State Fiduciary Rules May have Day in Court
State fiduciary rules and the ensuing conversation will very likely end up in court. Regulators have been battling this hot topic for more than a decade, and the state fiduciary rules along with other fiduciary duty rules are not likely to be settled unless it occurs inside of a courtroom. Even with the pending implementation of the Securities and Exchange Commission’s Regulation Best Interest (Reg BI).
According to a recent InvestmentNews article, more states are jumping into the fiduciary fray and coming up with their own versions of state fiduciary rules. That’s likely to continue muddying the waters when it comes to the standards governing investment advice. It is clear the financial industry will challenge the state fiduciary duty rules in court. This will give rise to a showdown, which should determine who is ultimately responsible for overseeing investment advice standards — the SEC or state fiduciary rules, or if there is an opportunity for a combination of both.
Massachusetts and New Jersey are finalizing state fiduciary duty rules that would require advisors in those states to adhere to standards as stringent as those followed by investment advisors. All eyes are on the Securities and Exchange Commission’s Reg BI, which as InvestmentNews explained, “is designed to raise the broker standard above the current requirement of suitability.” In addition, the SEC rule would continue to hold investment advisors to the same fiduciary standards.

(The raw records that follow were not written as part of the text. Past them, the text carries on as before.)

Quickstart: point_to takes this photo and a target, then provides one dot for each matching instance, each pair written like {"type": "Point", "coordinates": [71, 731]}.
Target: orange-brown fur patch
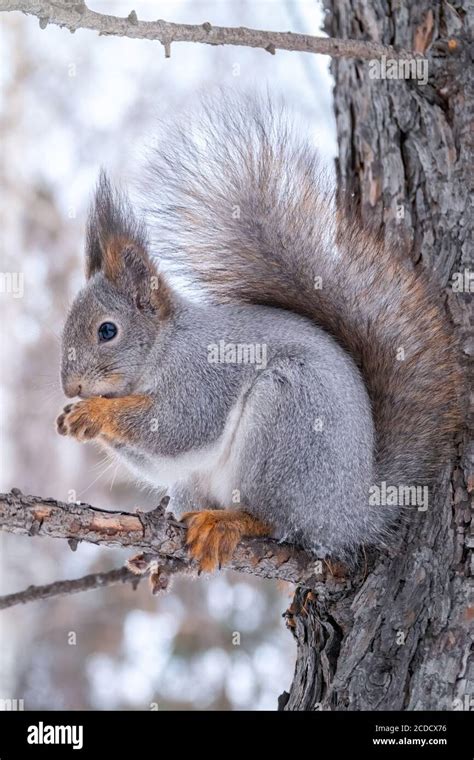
{"type": "Point", "coordinates": [213, 534]}
{"type": "Point", "coordinates": [113, 255]}
{"type": "Point", "coordinates": [110, 417]}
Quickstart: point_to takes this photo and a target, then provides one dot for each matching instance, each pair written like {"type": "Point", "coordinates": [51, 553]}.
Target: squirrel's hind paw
{"type": "Point", "coordinates": [213, 535]}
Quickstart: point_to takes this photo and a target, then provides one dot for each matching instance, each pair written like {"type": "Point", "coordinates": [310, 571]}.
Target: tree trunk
{"type": "Point", "coordinates": [397, 637]}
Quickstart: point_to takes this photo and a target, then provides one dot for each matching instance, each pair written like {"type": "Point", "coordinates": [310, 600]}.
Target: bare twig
{"type": "Point", "coordinates": [76, 15]}
{"type": "Point", "coordinates": [157, 535]}
{"type": "Point", "coordinates": [60, 588]}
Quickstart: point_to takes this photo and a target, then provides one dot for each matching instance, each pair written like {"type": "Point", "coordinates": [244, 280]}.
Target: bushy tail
{"type": "Point", "coordinates": [241, 202]}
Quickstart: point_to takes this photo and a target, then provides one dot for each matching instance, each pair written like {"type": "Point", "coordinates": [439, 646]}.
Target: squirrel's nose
{"type": "Point", "coordinates": [72, 389]}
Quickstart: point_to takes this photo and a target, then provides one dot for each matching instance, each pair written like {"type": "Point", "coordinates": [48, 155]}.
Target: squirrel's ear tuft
{"type": "Point", "coordinates": [112, 226]}
{"type": "Point", "coordinates": [117, 246]}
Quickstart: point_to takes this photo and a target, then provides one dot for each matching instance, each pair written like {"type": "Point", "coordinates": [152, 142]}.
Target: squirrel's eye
{"type": "Point", "coordinates": [107, 331]}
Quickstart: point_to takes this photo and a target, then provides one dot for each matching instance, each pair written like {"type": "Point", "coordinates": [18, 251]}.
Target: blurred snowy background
{"type": "Point", "coordinates": [68, 104]}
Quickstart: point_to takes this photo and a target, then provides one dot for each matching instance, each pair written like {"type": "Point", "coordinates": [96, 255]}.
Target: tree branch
{"type": "Point", "coordinates": [60, 588]}
{"type": "Point", "coordinates": [76, 15]}
{"type": "Point", "coordinates": [159, 537]}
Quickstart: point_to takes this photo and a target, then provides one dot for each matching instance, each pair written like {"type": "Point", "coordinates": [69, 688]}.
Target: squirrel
{"type": "Point", "coordinates": [317, 365]}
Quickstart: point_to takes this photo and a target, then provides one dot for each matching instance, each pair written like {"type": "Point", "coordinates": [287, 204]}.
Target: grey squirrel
{"type": "Point", "coordinates": [320, 365]}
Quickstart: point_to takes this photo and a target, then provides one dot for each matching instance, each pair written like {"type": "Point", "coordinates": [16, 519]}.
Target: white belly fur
{"type": "Point", "coordinates": [212, 469]}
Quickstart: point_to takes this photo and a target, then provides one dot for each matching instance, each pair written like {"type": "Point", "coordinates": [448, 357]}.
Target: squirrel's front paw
{"type": "Point", "coordinates": [77, 420]}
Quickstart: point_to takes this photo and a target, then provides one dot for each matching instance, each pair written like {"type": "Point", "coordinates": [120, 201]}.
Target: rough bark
{"type": "Point", "coordinates": [158, 535]}
{"type": "Point", "coordinates": [76, 15]}
{"type": "Point", "coordinates": [400, 639]}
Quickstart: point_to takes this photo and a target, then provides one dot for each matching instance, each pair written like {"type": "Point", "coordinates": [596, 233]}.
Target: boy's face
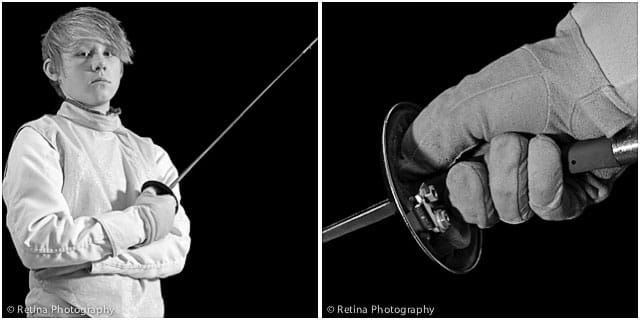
{"type": "Point", "coordinates": [90, 73]}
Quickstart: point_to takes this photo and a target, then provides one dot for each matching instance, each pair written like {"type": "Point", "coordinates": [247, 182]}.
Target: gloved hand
{"type": "Point", "coordinates": [553, 89]}
{"type": "Point", "coordinates": [159, 209]}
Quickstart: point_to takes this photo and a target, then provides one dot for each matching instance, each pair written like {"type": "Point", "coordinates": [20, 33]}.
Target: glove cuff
{"type": "Point", "coordinates": [161, 189]}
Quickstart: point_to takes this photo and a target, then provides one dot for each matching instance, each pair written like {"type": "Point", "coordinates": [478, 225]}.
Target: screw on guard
{"type": "Point", "coordinates": [434, 223]}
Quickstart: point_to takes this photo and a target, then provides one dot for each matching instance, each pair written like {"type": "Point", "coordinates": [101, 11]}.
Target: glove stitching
{"type": "Point", "coordinates": [504, 84]}
{"type": "Point", "coordinates": [546, 85]}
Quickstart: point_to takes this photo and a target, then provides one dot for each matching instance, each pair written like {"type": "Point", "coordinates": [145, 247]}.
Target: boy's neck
{"type": "Point", "coordinates": [103, 109]}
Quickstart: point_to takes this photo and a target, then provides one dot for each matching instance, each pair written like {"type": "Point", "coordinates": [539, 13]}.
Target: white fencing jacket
{"type": "Point", "coordinates": [70, 183]}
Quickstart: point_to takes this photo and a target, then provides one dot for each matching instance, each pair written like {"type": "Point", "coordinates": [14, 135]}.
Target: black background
{"type": "Point", "coordinates": [252, 201]}
{"type": "Point", "coordinates": [375, 55]}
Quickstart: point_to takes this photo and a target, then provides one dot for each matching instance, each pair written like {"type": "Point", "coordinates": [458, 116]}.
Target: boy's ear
{"type": "Point", "coordinates": [50, 70]}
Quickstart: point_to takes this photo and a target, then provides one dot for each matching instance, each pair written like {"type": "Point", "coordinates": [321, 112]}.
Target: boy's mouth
{"type": "Point", "coordinates": [100, 80]}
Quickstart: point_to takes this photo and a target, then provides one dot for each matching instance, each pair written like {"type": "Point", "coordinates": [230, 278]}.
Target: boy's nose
{"type": "Point", "coordinates": [98, 64]}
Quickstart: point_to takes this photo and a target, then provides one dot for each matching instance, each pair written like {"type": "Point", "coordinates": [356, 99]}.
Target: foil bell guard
{"type": "Point", "coordinates": [436, 226]}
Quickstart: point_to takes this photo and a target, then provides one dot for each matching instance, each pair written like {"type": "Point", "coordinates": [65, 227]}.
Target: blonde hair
{"type": "Point", "coordinates": [82, 23]}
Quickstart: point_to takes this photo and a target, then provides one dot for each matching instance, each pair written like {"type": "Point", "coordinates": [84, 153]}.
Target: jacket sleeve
{"type": "Point", "coordinates": [159, 259]}
{"type": "Point", "coordinates": [44, 231]}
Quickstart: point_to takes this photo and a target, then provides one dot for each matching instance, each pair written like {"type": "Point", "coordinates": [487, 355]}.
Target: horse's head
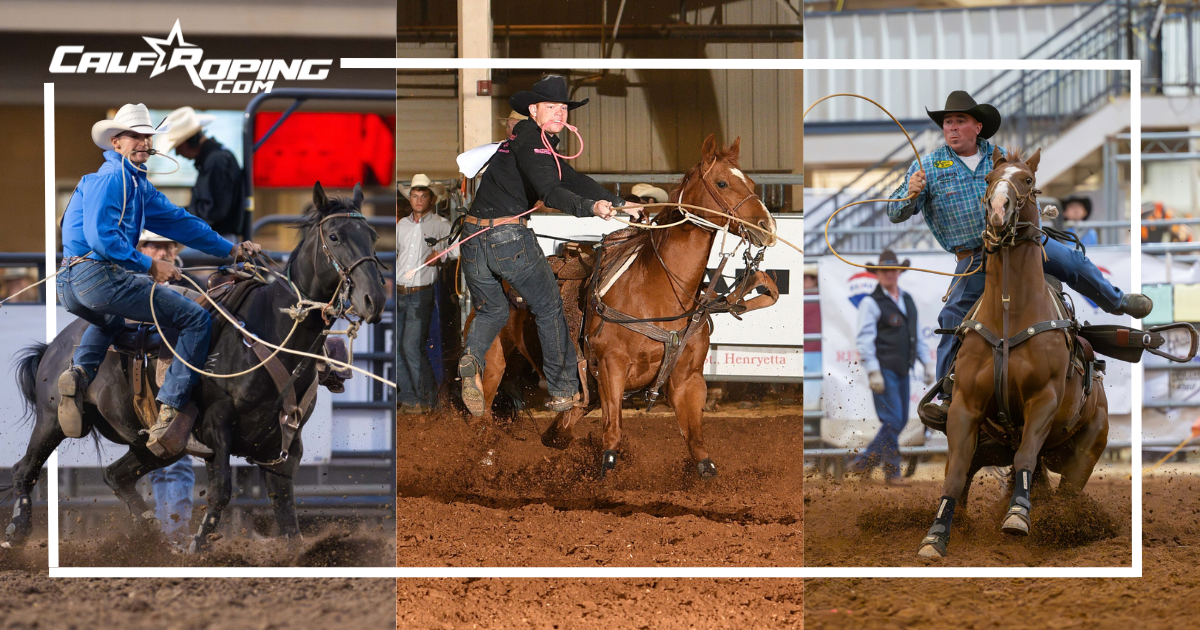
{"type": "Point", "coordinates": [335, 258]}
{"type": "Point", "coordinates": [1012, 187]}
{"type": "Point", "coordinates": [732, 191]}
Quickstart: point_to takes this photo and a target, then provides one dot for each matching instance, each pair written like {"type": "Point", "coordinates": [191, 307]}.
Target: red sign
{"type": "Point", "coordinates": [337, 149]}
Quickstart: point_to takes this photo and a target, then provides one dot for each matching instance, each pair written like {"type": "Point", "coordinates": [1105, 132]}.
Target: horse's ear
{"type": "Point", "coordinates": [708, 148]}
{"type": "Point", "coordinates": [318, 197]}
{"type": "Point", "coordinates": [735, 150]}
{"type": "Point", "coordinates": [1032, 162]}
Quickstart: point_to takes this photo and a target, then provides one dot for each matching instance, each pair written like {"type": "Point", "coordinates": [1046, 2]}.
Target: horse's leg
{"type": "Point", "coordinates": [281, 489]}
{"type": "Point", "coordinates": [961, 432]}
{"type": "Point", "coordinates": [688, 394]}
{"type": "Point", "coordinates": [1039, 412]}
{"type": "Point", "coordinates": [612, 387]}
{"type": "Point", "coordinates": [47, 436]}
{"type": "Point", "coordinates": [123, 477]}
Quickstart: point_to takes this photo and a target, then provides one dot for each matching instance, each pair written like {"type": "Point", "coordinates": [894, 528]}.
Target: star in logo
{"type": "Point", "coordinates": [178, 36]}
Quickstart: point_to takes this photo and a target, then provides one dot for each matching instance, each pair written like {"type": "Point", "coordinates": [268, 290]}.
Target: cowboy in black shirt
{"type": "Point", "coordinates": [217, 196]}
{"type": "Point", "coordinates": [525, 171]}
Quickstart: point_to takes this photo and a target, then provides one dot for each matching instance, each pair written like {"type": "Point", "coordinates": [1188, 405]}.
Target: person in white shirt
{"type": "Point", "coordinates": [420, 237]}
{"type": "Point", "coordinates": [889, 345]}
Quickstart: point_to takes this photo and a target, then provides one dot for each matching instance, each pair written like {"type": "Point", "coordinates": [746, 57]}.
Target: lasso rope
{"type": "Point", "coordinates": [909, 198]}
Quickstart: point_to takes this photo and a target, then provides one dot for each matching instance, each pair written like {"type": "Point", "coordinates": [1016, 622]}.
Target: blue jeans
{"type": "Point", "coordinates": [1065, 263]}
{"type": "Point", "coordinates": [173, 497]}
{"type": "Point", "coordinates": [415, 382]}
{"type": "Point", "coordinates": [105, 294]}
{"type": "Point", "coordinates": [893, 409]}
{"type": "Point", "coordinates": [511, 253]}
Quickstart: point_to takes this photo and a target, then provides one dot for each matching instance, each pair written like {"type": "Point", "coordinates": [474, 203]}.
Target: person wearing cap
{"type": "Point", "coordinates": [649, 195]}
{"type": "Point", "coordinates": [889, 345]}
{"type": "Point", "coordinates": [1079, 208]}
{"type": "Point", "coordinates": [219, 196]}
{"type": "Point", "coordinates": [100, 282]}
{"type": "Point", "coordinates": [949, 185]}
{"type": "Point", "coordinates": [173, 485]}
{"type": "Point", "coordinates": [420, 238]}
{"type": "Point", "coordinates": [526, 171]}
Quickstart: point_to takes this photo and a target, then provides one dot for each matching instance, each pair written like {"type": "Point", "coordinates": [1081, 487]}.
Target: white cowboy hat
{"type": "Point", "coordinates": [184, 124]}
{"type": "Point", "coordinates": [421, 180]}
{"type": "Point", "coordinates": [150, 237]}
{"type": "Point", "coordinates": [654, 192]}
{"type": "Point", "coordinates": [130, 117]}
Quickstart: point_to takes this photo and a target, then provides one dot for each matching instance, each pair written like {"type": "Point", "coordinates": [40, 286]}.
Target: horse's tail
{"type": "Point", "coordinates": [27, 375]}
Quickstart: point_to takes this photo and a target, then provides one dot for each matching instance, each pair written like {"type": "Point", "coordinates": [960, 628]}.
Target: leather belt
{"type": "Point", "coordinates": [963, 252]}
{"type": "Point", "coordinates": [490, 222]}
{"type": "Point", "coordinates": [406, 291]}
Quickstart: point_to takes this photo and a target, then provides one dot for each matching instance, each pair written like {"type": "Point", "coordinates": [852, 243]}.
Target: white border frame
{"type": "Point", "coordinates": [1134, 570]}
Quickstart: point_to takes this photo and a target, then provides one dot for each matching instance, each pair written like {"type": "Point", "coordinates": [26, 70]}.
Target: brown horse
{"type": "Point", "coordinates": [1017, 378]}
{"type": "Point", "coordinates": [661, 286]}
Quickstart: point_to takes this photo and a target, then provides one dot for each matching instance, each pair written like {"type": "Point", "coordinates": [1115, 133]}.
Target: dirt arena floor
{"type": "Point", "coordinates": [475, 497]}
{"type": "Point", "coordinates": [865, 523]}
{"type": "Point", "coordinates": [1167, 597]}
{"type": "Point", "coordinates": [601, 604]}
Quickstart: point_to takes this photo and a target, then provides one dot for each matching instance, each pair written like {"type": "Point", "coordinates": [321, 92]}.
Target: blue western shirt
{"type": "Point", "coordinates": [93, 221]}
{"type": "Point", "coordinates": [953, 197]}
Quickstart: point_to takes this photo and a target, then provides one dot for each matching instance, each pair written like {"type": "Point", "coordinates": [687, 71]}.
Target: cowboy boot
{"type": "Point", "coordinates": [72, 388]}
{"type": "Point", "coordinates": [1134, 305]}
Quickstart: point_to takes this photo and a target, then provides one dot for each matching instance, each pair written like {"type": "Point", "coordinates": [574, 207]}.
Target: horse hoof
{"type": "Point", "coordinates": [1015, 523]}
{"type": "Point", "coordinates": [607, 462]}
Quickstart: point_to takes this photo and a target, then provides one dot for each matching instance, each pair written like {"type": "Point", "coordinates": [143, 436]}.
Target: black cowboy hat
{"type": "Point", "coordinates": [551, 89]}
{"type": "Point", "coordinates": [888, 258]}
{"type": "Point", "coordinates": [1086, 202]}
{"type": "Point", "coordinates": [960, 102]}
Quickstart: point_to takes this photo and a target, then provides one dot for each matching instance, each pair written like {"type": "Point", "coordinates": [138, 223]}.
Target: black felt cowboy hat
{"type": "Point", "coordinates": [551, 89]}
{"type": "Point", "coordinates": [888, 258]}
{"type": "Point", "coordinates": [960, 102]}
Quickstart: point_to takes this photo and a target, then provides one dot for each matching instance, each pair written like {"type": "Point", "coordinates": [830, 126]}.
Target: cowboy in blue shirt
{"type": "Point", "coordinates": [99, 280]}
{"type": "Point", "coordinates": [949, 184]}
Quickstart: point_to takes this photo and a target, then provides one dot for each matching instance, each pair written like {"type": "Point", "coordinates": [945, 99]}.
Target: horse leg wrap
{"type": "Point", "coordinates": [607, 462]}
{"type": "Point", "coordinates": [1017, 520]}
{"type": "Point", "coordinates": [934, 544]}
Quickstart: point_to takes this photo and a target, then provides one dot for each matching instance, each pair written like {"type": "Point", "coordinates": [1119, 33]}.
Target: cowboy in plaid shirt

The states have chosen to implement their own state fiduciary rules governing fiduciary duty because they assert that Reg BI fails go far enough to protect investors. On the other hand, brokerage firms argue that Reg BI is stringent enough, and stronger rules on fiduciary duty aren’t needed at the state level. In addition, the brokerages insist that having individual rules at the state level would “increase compliance costs and limit the advice market,” according to InvestmentNews.
The SEC has not indicated whether its fiduciary duty regulations would supersede the state fiduciary rules of individual states. In fact, Reg BI faces two separate lawsuits, which have been filed by state attorneys general and a network of investment advisors, InvestmentNews noted. If it can get over this legal hurdle, however, Reg BI is slated to go into effect on June 30. By then, lawsuits against state fiduciary rules could also begin.
There are many outstanding legal questions surrounding Reg BI and the proposed state fiduciary rules, and there’s no precedent. Which means any legal challenges open up entirely uncharted territory for the interpretation of these rules. In addition, state fiduciary rules like the one Massachusetts has proposed could create more recordkeeping headaches for brokers. Additional recordkeeping requirements are a non-starter under the National Securities Markets Improvement Act of 1996. Both Massachusetts and New Jersey refused to comment on their respective state fiduciary rules while in the rule-making process, InvestmentNews noted.
While there is a lot of uncertainty about which rules will prevail and what it all means for the financial industry, one thing is for sure: each states’ ability to create their own state fiduciary rules will come under scrutiny in the courts in the coming months.